Today’s Globe includes an op-ed by columnist Jeff Jacoby, Healthcare: Do we need the Lexus? Jacoby argues that mandated health insurance benefits are the reason why health insurance is so expensive, and that states should let the free market determine which benefits insurers should or should not offer.
We’ve covered this ground many, many times. We’ve called out a right-wing think tank, the Herald, then Harvard Pilgrim CEO Charlie Baker, and the Mass Association of Health Plans for spreading what we’ve called the “mandated benefits fallacy.”
We don’t defend every existing mandated benefit, and we rarely take a position on proposed new ones. But Jacoby is wrong in practice, and in theory.
First, in practice. The Division of Health Care Finance and Policy (DHCFP) looked closely at the mandates we have in Massachusetts. They concluded that the mandates add about 3%-4% to the cost of coverage. Nothing close to the 15% Jacoby quotes in his piece as the national average. For us, he’s off by a factor of 5.
Massachusetts has a smart, rational method for evaluating proposed mandated benefits. A provision of general law directs the DHCFP to study the impact of any proposed mandated benefit. The studies, which are provided to the legislature, look at a variety of factors, including:
- the financial impact of mandating the benefit on premiums, cost-shifting and out-of-pocket costs,
- the extent to which the proposed coverage might increase the appropriate or inappropriate use of the treatment or service,
- the extent to which the mandated treatment or service might serve as an alternative for more expensive or less expensive treatments or services, and
- the medical efficacy of mandating the benefit, including the impact of the benefit on the quality of patient care and the health status of the population and the results of any research demonstrating the medical efficacy of the treatment or service compared to alternative treatments or services or not providing the treatment or service.

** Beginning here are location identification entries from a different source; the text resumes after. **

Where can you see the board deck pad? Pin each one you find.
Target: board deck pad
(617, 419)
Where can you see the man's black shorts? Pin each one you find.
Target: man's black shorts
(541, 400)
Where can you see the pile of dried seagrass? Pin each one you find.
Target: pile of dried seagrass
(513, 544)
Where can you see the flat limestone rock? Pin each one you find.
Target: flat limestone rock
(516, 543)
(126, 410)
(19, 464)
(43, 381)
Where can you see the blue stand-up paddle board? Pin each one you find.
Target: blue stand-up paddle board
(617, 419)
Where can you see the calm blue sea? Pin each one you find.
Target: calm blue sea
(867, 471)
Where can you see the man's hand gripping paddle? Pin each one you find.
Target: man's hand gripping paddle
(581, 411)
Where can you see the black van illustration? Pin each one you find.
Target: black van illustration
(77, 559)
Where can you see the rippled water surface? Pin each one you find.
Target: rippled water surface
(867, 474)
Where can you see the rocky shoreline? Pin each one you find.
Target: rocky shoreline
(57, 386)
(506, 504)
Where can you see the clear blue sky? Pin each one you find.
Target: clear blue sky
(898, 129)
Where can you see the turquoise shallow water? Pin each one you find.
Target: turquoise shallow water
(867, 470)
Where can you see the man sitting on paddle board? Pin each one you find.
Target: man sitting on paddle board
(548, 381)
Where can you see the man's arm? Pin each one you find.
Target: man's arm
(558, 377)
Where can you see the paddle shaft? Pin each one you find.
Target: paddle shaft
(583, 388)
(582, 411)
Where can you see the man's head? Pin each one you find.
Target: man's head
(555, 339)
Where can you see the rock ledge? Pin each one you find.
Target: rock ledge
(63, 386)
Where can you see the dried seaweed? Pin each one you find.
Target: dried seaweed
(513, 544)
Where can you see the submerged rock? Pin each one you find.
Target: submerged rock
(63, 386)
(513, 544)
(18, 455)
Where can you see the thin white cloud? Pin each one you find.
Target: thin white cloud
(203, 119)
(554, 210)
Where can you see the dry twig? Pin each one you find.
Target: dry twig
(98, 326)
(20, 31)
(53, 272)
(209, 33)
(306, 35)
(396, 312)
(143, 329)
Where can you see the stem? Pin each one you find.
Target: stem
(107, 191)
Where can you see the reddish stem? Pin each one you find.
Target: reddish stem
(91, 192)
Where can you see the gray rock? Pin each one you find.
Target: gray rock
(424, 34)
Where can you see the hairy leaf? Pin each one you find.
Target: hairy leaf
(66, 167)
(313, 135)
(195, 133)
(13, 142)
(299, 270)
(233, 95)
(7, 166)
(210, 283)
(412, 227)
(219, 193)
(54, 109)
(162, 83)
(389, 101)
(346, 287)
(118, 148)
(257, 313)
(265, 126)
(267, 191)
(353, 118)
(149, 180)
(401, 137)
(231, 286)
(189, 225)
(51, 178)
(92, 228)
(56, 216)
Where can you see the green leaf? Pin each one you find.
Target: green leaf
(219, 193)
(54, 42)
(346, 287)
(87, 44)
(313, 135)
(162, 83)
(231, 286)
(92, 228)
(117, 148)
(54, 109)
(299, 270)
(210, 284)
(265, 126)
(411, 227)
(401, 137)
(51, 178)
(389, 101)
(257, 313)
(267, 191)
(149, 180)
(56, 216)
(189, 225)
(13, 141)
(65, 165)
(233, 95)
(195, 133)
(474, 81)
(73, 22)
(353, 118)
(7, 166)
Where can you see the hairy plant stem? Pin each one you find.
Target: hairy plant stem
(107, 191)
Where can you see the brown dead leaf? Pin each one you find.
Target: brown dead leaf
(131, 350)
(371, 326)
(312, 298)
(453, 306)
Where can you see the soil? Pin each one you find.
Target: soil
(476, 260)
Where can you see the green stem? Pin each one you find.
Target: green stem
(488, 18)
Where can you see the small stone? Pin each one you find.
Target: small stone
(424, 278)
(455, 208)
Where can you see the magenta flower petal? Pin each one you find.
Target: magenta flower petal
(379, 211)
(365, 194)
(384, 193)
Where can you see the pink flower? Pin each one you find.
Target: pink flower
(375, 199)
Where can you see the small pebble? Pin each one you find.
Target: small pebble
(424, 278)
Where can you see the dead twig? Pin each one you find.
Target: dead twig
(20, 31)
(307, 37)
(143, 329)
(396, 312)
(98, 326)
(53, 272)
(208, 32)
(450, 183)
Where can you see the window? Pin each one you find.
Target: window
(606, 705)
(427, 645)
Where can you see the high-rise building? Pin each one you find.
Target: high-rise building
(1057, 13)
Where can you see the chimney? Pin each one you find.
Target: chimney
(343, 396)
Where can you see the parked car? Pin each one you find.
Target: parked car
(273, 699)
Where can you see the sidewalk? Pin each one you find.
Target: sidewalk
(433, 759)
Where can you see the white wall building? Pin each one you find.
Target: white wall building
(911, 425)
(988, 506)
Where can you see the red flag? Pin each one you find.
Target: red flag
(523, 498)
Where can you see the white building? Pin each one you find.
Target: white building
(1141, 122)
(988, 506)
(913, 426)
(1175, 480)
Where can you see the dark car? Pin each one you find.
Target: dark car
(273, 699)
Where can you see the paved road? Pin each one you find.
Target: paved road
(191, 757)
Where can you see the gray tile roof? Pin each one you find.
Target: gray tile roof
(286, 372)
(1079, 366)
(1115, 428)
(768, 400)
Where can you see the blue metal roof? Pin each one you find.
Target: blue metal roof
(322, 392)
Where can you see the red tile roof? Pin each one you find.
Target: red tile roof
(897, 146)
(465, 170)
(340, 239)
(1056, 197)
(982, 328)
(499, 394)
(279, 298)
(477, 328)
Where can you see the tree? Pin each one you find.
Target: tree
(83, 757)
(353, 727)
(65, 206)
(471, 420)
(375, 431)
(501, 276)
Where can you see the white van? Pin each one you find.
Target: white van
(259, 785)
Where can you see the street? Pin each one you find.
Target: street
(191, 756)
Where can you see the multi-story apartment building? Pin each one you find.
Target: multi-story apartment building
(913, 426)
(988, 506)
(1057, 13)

The DHCFP has published over a dozen of these comprehensive reviews; they’re on the DHCFP web site.
As a result, the legislature has the benefit of a detailed analysis before it makes a decision as to whether or not to approve a new mandated benefit. As an accountable representative body able to refer to objective research, we think the legislature is better able to weigh the pros and cons of any proposal, than an insurer, which has the first duty of increasing its own profits or surplus.
Which brings us to our second point. Jacoby is wrong in theory, too. Jacoby claims that the free market would best sort out which benefits insurers should or should not offer. This shows a fundamental ignorance of how the insurance market works.
Suppose there was no law requiring insurers to cover diabetic treatment supplies (there is; it’s here). Any insurer that chose not to cover diabetic treatments would quickly lose members with diabetes. That insurer would be able to lower its premiums dramatically, since it not longer had expensive diabetic patients among its members. All the healthier people would gravitate to this cheaper plan, while the more expensive diabetic patients would be stuck in a more expensive plan. The plans that covered diabetes supplies would either have to raise its rates or eliminate its coverage. In order to compete, there would be a race to the bottom, as insurers stopped covering services that attract sicker and more expensive members.
That would not work. We need a strong floor underneath insurance coverage to make sure plans provide adequate benefits to protect people’s health and protect people against damaging medical debt. That’s why the “minimum creditable coverage” regulations are so important. In addition to requiring all insurers to cover a core level of benefits, the regulations also limit deductibles and out-of-pocket costs so that insurance provides real protection. The free market is not enough.